I continue to sit on the counter in stunned silence for a few seconds and compose myself before heading back to my bedroom. I drop my things in my bag and then flop back on the bed.

What did I do wrong to make him so angry? Hang on, that shouldn't matter. Why did that even happen? That's twice now. And honestly, if he hadn't stopped it, I'm not sure I would have. God, what is wrong with me? I'm supposed to be calling my boyfriend, who I love and I'm over here making out with the last person I should be making out with. So why do I feel this weird pull telling me to run across the hall to Kane?

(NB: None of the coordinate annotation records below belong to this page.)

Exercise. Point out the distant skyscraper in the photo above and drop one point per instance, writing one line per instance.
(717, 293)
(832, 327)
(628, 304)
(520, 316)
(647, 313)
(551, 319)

I roll over and groan loudly into my pillow. Okay, calm down. I need to relax and call Jace and get my mind off of him. I sit up in bed cross-legged and take several deep breaths before grabbing my phone, scrolling down to Jace's contact and clicking the facetime button.

He answers on the first ring and he's lying on his bed in the frat house. Looking into his blue eyes, even through the screen, instantly calms me down.

"Hey Vi," he says with a smile.

"Hi Jace," I say with a small sigh.

"What's up? Is something wrong?"

"I just miss you."

"I miss you too," he says with a little smile. "So how is everything going over there? I hope your drive wasn't too awful."

"No, it was fine. He basically ignored me the whole time so I just read a book."

"That's good," No it's not, my subconscious says. "How is your mom and the house and everything?"

I tell him about dinner and how Mom didn't even know what I was taking in school and then ask him about his week. After a while, I yawn and he says, "I guess the drive tired you out huh? You should get some sleep. We're hosting a party here anyway so I should get going."

"Yeah, you're right, I should. Have fun at your party."

"Thanks, I will. Goodnight and I love you, Vi."

"Love you too," I reply and guilt creeps up my spine as soon as he hangs up. Ugh I am literally the worst. I quickly call my dad to tell him I'm doing okay and then shut the lights off and lie back in bed with my laptop. I stick my headphones in and put on a movie and the whole way through, my thoughts keep drifting back to Kane to the point where I'm going to have to rewatch this movie again someday because I missed enough that I don't understand the ending.

I turn off my laptop and just as my head hits the pillow, my phone vibrates on the nightstand.

Kane: I'm sorry.

I stare at the screen, almost not believing what I'm seeing. What does he mean by that? I type and retype my message several times before sending it. I decide to keep it simple.

Me: For what?

I stare at the phone and anxiously await his reply. I see the little speech bubbles pop up and disappear multiple times before his reply finally comes.

Kane: Everything.

He's so cryptic. God he's frustrating. Does this mean he regrets kissing me? Or is this just about him storming out on me? Maybe both. I mean, we are equally to blame for what happened so he really doesn't need to apologize.

Me: I forgive u. And I'm sorry too.

Kane: Goodnight Violet.

Well that clears things up. Whatever. This probably isn't a conversation to be had over text anyway and my brain is definitely still fuzzy from the alcohol. I text him Goodnight back and then lie down against my pillow and attempt to fall asleep.

When I eventually manage it, I find myself dreaming of Kane's hands on my body.